Les meilleurs matériaux métalliques utilisés actuellement (superalliages à base de nickel) perdent une partie significative de leurs propriétés dès que la température dépasse 500 °C, et leur utilisation s'arrête à environ 1 100 °C. Cette température limite est de 1 200 °C pour les céramiques de la famille alumine et zircone et de 1 400 °C pour le carbure et le nitrure de silicium. Ce gain dans la température de fonctionnement des moteurs thermiques n'est pas la simple recherche d'un exploit technique ; il améliore directement leur performance et leur rendement. Ainsi, les experts de General Motors estiment qu'un moteur à explosion qui fonctionnerait à une température d'environ 1 300 °C aurait un rendement supérieur de 30 % à celui d'un moteur classique, qui fonctionne à une température d'environ 900 °C et qui, malgré le refroidissement, est limité par les matériaux actuels. Un tel moteur permettrait, à puissance égale, une économie de consommation de l'ordre de 30 %. De même, les spécialistes de l'aéronautique estiment qu'un gain de 100 °C sur un turboréacteur entraînerait une amélioration d'environ 10 % dans la performance du moteur. Tous les grands constructeurs d'automobiles ont engagé un programme de développement de moteurs plus ou moins céramisés : têtes de piston, cylindres, chambres de combustion revêtus de céramique. Au Japon, Nissan a commercialisé un modèle sportif équipé d'un turbo chargeur en nitrure de silicium. Plus modestement, des pipes d'échappement sont utilisées en série par certains constructeurs européens.
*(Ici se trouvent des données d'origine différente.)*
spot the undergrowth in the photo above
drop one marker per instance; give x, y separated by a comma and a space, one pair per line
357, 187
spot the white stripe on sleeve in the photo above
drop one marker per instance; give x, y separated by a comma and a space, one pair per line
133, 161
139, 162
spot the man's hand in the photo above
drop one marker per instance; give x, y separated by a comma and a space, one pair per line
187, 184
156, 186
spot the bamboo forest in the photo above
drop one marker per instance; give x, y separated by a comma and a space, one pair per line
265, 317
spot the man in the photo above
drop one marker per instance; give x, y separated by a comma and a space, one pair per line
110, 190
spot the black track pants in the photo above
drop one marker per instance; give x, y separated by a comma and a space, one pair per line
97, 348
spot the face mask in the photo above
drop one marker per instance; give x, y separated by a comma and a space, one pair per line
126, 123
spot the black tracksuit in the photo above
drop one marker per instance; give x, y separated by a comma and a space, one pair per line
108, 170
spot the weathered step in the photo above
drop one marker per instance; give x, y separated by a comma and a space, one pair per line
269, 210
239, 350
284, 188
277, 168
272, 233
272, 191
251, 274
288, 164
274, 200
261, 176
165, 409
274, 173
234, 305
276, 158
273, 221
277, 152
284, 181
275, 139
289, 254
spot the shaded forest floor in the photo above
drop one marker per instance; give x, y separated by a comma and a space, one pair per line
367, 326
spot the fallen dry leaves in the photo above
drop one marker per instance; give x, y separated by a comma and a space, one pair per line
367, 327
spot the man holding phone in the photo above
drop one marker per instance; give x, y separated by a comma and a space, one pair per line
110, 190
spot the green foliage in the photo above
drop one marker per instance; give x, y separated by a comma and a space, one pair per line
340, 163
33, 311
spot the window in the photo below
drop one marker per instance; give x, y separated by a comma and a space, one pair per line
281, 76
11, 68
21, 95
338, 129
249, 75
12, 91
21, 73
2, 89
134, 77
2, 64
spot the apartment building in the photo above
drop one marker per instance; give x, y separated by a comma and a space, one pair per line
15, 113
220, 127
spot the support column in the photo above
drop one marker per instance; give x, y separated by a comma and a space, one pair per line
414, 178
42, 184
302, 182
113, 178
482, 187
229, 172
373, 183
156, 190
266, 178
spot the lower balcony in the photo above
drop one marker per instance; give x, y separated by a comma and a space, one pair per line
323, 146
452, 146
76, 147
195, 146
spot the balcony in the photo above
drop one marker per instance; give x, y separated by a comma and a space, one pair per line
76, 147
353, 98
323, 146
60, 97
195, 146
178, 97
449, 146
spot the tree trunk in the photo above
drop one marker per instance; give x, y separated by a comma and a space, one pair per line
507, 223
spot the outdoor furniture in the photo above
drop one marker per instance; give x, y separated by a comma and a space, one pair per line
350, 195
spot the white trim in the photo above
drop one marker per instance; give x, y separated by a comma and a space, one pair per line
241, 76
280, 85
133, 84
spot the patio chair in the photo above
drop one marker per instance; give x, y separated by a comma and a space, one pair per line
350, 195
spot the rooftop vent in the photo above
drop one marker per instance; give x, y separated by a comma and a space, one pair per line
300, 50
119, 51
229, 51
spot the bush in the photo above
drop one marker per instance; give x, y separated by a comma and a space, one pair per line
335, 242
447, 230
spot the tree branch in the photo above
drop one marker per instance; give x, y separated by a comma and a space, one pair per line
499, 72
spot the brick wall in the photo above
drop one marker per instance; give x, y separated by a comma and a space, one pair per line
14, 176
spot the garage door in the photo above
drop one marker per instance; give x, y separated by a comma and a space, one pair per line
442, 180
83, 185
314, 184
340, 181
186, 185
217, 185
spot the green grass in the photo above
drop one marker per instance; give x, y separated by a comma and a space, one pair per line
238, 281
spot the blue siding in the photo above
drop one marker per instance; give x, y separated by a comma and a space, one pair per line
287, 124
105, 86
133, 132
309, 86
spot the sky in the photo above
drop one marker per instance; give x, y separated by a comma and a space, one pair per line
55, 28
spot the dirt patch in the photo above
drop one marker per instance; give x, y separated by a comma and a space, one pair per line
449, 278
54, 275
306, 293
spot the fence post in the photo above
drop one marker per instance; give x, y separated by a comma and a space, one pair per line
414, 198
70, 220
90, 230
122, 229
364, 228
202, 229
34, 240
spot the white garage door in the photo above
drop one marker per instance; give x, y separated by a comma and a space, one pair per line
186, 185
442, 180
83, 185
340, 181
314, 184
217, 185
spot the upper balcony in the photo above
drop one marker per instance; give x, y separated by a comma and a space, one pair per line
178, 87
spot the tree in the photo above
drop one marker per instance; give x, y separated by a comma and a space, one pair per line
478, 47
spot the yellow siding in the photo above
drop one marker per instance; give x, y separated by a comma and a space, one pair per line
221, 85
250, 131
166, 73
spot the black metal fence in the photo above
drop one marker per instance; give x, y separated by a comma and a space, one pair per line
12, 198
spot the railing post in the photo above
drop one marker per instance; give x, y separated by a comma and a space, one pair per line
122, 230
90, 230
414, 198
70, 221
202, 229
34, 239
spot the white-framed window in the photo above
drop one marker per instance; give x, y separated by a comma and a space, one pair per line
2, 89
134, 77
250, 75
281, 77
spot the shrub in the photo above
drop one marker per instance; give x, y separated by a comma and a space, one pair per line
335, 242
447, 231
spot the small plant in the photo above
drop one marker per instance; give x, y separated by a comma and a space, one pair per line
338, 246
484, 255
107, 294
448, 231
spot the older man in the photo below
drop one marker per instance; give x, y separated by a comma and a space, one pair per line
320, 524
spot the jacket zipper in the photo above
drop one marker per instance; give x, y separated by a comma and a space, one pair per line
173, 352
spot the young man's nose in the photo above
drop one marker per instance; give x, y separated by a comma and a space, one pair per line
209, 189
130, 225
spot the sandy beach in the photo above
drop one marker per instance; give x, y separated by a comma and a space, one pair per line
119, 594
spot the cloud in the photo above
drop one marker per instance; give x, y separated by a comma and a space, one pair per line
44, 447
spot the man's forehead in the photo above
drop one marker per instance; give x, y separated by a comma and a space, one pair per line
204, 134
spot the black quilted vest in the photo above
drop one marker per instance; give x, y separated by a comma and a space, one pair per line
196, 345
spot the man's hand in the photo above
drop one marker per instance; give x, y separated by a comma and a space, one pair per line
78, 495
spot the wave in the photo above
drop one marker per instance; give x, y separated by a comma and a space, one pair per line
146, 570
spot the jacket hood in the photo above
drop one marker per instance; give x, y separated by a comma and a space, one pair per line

À ces caractéristiques thermiques s'ajoute l'avantage d'une densité moindre. La majorité des céramiques thermiques sont au moins deux fois plus légères que les alliages ferreux. Un moteur automobile céramisé aurait donc le double avantage d'être à la fois plus léger et plus performant. De plus, il pourrait, en principe, se passer de refroidissement (ventilateur, pompe à eau, vase d'expansion) et devenir ainsi adiabatique ou semi-adiabatique, c'est-à-dire fonctionner sans échange thermique avec l'extérieur, ce qui est le rêve de tous les motoristes ayant le sens de l'économie. Mais toutes les difficultés sont loin d'être résolues, en particulier celle de la liaison entre le revêtement de céramique et les métaux, qui conservent leur rôle de support. Il s'agit d'un assemblage particulièrement difficile, car ces deux matériaux ont des coefficients de dilatation très différents.

En dehors des applications en construction automobile, les céramiques techniques trouvent déjà des applications à température ambiante. C'est le cas de blindages militaires, renforcés de fibres à base de carbure de bore. Elles sont aussi utilisées pour renforcer des composants soumis à des contraintes d'usure élevées : éléments de pompe dans l'industrie minière, buses de pulvérisateurs. Mais c'est dans le secteur spatial que l'on entrevoit les applications les plus ambitieuses. Les navettes américaines ont montré la voie avec leur revêtement isolant en tuiles de silice, rapportées sur le corps du vaisseau. L'avion spatial européen Hermes devait faire appel à des solutions encore plus originales. Sa protection thermique était assurée par des panneaux en céramiques qui servaient aussi d'éléments de structure. Au total, Hermes devait comporter près de deux tonnes de produits céramiques.